Passer d'une structure tournée vers la présidentielle et les législatives à un mouvement politique durable, voilà le défi actuel de la France insoumise. Et pour le parti de Jean-Luc Mélenchon, cela passe nécessairement par le soutien d'une partie de la jeunesse, avec sa force militante. Depuis plusieurs mois, franchir la grille des établissements scolaires est devenu l'un des objectifs des cadres Insoumis. Mais la règle est stricte : la moindre association politique est interdite dans les lycées, comme le stipule la convention internationale des droits de l'enfant.

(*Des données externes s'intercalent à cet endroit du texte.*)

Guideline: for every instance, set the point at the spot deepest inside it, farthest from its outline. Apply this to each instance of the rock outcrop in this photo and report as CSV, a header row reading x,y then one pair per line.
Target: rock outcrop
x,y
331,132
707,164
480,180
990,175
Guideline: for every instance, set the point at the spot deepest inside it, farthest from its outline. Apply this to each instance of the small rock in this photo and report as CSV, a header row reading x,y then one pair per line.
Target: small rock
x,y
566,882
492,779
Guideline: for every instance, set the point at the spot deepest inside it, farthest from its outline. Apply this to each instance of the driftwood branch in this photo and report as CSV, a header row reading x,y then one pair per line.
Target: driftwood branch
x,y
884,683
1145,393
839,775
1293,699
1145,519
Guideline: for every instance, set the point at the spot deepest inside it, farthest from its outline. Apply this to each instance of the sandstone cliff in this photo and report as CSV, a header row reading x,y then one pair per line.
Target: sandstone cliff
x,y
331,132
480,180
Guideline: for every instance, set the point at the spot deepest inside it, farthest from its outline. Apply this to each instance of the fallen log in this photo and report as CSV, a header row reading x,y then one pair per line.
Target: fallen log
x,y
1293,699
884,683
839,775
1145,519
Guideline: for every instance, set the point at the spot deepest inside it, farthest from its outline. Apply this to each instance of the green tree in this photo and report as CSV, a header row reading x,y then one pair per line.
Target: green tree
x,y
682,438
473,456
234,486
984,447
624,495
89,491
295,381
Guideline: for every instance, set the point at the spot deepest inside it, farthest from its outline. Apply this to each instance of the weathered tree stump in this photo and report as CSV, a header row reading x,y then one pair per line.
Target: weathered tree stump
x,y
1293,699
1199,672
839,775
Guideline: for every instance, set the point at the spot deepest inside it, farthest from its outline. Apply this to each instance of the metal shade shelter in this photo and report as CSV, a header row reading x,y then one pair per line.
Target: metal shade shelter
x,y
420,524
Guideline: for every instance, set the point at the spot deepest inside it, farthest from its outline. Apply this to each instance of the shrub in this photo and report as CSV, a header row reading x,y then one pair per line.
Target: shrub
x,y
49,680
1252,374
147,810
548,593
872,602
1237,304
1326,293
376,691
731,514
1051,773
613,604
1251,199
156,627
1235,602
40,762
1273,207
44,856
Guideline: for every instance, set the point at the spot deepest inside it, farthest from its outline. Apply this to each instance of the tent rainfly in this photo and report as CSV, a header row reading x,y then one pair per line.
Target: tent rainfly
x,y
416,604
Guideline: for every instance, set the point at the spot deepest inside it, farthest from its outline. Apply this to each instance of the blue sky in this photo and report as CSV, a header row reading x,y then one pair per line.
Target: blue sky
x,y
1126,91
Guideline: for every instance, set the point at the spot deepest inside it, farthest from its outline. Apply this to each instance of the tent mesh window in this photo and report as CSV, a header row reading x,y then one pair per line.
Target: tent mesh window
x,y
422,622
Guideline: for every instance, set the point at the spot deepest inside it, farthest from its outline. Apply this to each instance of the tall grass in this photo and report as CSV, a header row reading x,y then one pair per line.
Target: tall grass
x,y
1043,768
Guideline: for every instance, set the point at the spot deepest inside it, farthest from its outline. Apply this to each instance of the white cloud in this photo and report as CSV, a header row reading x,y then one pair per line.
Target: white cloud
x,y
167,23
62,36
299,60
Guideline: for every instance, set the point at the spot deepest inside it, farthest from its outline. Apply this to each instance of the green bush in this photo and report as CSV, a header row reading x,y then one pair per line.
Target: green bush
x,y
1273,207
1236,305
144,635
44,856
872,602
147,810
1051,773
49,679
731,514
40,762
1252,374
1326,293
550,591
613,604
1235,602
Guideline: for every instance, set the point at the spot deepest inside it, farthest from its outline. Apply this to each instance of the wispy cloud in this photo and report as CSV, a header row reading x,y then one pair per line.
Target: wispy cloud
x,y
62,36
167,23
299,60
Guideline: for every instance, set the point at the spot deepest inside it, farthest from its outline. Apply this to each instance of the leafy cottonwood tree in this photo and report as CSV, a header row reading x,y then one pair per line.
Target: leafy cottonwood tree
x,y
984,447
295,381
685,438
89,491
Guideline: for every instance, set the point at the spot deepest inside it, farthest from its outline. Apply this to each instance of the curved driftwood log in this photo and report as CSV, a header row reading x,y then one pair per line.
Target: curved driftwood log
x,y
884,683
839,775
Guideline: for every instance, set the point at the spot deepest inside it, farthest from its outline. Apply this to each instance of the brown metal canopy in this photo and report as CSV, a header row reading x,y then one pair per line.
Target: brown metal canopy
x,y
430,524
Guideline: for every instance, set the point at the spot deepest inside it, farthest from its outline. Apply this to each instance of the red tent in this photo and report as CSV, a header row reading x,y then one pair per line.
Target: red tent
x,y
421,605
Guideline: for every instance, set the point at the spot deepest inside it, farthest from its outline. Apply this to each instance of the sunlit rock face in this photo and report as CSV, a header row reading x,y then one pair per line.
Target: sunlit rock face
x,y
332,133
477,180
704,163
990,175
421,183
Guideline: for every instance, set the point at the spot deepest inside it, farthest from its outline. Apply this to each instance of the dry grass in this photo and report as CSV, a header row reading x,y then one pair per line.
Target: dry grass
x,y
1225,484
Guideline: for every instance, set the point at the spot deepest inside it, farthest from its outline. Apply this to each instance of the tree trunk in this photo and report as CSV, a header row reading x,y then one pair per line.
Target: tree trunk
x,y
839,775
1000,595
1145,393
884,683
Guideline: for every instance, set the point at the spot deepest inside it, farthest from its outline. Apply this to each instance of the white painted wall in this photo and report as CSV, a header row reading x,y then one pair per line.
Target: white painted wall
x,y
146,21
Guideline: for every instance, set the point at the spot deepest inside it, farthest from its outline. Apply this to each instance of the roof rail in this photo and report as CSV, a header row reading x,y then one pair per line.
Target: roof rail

Des activités militantes financées par le mouvement. Pour toucher les adolescents et mobiliser contre le gouvernement, la France insoumise a donc dû ruser. Elle n'a pas monté d'associations, mais des groupes d'appui dans les lycées, sans valeur juridique : concrètement, quelques amis Insoumis diffusent la bonne parole de Jean-Luc Mélenchon. Comme Solal, lycéen parisien de 17 ans : "La politique n'est pas supposée rentrer dans le lycée, mais les groupes d'appui ont été importants dans la mobilisation de samedi dernier. Cela m'a permis de proposer à des gens de mon lycée qui s'étaient inscrits à ce groupe d'appui de venir coller des affiches avec moi." Des activités militantes, directement financées par la France insoumise. Le mouvement distribue gratuitement aux lycéens tracts, affiches, autocollants, en plus des argumentaires officiels, et certains ont réussi à se faire élire délégués de classe pour accentuer leur influence.
Les syndicats lycéens ne veulent pas se faire doubler. À ce jour, on trouve des groupes d'Insoumis dans presque toutes les universités de France et dans une cinquantaine de grands lycées. Besançon, La Rochelle, Perpignan… Mais face à eux, les syndicats lycéens et étudiants, qui ont peur de se faire doubler, tentent de décrédibiliser ces structures. "L'intérêt des Insoumis c'est de se dire 'comment je m'adresse à une population abstentionniste' et 'comment j'alimente ma machine militante'. Il y a une hypocrisie dans la démarche et je pense que c'est la faille qui fait que ça ne fonctionnera pas", pronostique Alexandre Leroy, ex-président de la Fage.
Un membre du gouvernement inquiet. Mais la vague est suffisamment importante pour qu'un membre du gouvernement s'en inquiète en privé. Face à l'exécutif, les Insoumis ne font pas mystère de l'intérêt qu'ils portent à ces jeunes recrues. "Dès lors qu'un mouvement de jeunesse se met dans la rue, ça change la donne. Tout gouvernement craint que des mouvements de jeunes se mobilisent, par leur nombre et par leur force. C'est ce qu'on espère voir se passer dans les semaines à venir", ambitionne le député Éric Coquerel. La jeunesse dans la rue, ce proche de Jean-Luc Mélenchon sait que ça peut vite dégénérer. En 1986, la mort de Malik Oussekine avait ainsi abouti à l'abandon de la réforme Devaquet, sur les universités. Hors de question bien sûr de soupçonner les Insoumis de souhaiter un tel drame. Reste que lorsqu'on agite la jeunesse, le risque existe.